上田氏の「リベラルアーツ」教育も、世界や文理の区別なく視野を広げさせるものとして、大学だけでなく高校でも行ってほしいとのことだが、筆者は以前から「liberal arts」教育は「子どもを、高校までの検定教科書中心の知識から解放して精神を自由にし、学問研究を通してそれまでの知識に吟味をかけること」に重点を置き、その際「教養」というものを、「自分の知識を、分野を超えた基礎部分にある、ある種の究極概念(例えば、死・生、無限・有限、絶対・相対などという概念)に突き合わせて、哲学的に世界や人生を考えることができるようにすること」と規定し、そのような観点から自分や周囲を見直すことが、高校・大学時代の青年期の主要な関心となるので、それに応えることが必要だ、と主張してきた。
また、三浦氏の「ICTやAIを活用して、多様で雑多な情報から真に必要な情報を読み取る読解力を育成すること」については、そのためにもっと「メディア・リテラシー」や「データ・リテラシー」を育てる教育を、国語教育か情報教育の中に含めて行うことが必要だ、と考えている。
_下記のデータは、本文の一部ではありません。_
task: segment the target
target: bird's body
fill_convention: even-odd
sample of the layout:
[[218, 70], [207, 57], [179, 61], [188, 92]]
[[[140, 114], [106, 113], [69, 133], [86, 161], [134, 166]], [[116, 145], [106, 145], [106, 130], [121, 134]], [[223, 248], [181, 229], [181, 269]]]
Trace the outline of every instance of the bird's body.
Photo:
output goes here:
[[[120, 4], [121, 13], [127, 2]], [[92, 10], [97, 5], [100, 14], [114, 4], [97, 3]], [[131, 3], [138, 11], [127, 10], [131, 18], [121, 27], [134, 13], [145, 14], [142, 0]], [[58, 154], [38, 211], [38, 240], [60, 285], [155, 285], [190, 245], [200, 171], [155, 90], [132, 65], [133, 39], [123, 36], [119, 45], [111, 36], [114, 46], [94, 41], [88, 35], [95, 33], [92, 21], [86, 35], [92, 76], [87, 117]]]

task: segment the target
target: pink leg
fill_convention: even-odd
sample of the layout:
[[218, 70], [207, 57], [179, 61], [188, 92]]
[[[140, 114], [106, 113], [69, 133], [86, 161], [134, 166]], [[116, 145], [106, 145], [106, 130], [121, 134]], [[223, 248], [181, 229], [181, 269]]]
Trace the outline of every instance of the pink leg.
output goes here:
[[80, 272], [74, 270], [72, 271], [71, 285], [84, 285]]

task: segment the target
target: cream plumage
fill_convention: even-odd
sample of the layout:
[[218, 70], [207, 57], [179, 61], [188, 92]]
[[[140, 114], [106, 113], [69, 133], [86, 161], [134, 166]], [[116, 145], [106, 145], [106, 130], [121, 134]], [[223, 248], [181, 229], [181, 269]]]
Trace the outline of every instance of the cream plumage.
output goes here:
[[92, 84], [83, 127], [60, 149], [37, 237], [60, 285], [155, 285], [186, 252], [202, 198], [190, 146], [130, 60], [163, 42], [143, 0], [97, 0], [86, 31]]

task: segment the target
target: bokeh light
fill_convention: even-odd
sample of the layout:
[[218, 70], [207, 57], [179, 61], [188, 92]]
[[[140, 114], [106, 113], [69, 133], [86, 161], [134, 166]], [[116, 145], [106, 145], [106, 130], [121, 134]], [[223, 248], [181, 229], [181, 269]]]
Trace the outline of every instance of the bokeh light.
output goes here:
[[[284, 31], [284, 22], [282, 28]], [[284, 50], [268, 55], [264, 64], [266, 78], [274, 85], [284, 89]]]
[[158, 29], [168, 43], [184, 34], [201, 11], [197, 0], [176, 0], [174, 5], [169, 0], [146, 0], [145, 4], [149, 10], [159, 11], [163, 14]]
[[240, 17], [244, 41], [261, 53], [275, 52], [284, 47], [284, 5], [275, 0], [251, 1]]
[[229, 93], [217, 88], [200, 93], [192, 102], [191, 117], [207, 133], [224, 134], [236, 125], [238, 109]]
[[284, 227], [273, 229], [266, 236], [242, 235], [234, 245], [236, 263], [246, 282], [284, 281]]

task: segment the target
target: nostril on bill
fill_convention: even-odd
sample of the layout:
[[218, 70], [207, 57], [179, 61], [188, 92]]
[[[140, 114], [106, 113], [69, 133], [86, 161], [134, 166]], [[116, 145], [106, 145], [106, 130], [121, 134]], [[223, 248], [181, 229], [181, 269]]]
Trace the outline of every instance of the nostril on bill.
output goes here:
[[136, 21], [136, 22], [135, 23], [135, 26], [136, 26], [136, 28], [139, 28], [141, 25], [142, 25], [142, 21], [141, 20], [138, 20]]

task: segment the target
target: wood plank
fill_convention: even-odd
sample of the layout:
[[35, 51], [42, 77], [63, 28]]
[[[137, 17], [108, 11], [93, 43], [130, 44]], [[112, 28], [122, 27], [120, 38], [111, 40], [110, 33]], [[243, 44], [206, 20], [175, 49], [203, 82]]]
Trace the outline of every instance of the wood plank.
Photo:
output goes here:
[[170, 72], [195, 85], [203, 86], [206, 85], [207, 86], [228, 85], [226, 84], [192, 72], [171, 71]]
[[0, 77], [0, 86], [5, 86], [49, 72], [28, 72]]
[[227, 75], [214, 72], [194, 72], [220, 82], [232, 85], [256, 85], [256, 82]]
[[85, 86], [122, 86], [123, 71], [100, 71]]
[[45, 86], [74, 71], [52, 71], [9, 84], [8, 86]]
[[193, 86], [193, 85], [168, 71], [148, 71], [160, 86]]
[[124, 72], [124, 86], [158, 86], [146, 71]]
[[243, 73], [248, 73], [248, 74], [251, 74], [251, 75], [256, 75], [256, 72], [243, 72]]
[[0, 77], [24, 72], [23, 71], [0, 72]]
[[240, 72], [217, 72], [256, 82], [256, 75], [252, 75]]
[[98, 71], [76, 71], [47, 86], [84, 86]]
これは、単なるreading skillの問題ではない。文脈や思想と結びつけて育てるものでなければならない。
以上、3氏の主張については、別に共通のこととして、「教員の力量」の問題が挙げられる。これは正当な指摘であり、最も解決困難な問題の一つである。また現在の教員が、現在の大学入試の方法で、果たして高校までで上記のような生徒を育成する余裕と能力があるか、と疑問に思わざるを得ない。
また二つ目として、高校教育までの「カリキュラムの過重(curriculum overload)=過密な内容」について学習上の心配が挙げられる。これは国際的に問題になっており、日本の子どもたちも「学習上の消化不良」を起こしていないだろうか?目標としている「探究能力」「問題解決能力」はめざすレベルで育成できているだろうか?
筆者は「学習の上滑り」を起こす心配はないかと問うてきたが、誰もそれを指摘していないけれども、この心配は決して杞憂ではないだろう。
そして、三つ目として、カリキュラムの主要部分を占める教科学習は「人工知能」のような「思考ロボット」を育てるだけで、端的に「人間性・人格性」を育てることができるのだろうか。「人材(財)養成」論が高校以下にも拡張されてしまった結果、子どもたちは「学ぶ機械=問題解決マシーン」として育つことを求められ、他の問題関心、特に子ども自身の「自己確立」といった、「自己意識」による自己実現へ向けての、種々の人生上の諸問題を考えることは軽視されてよいのだろうか。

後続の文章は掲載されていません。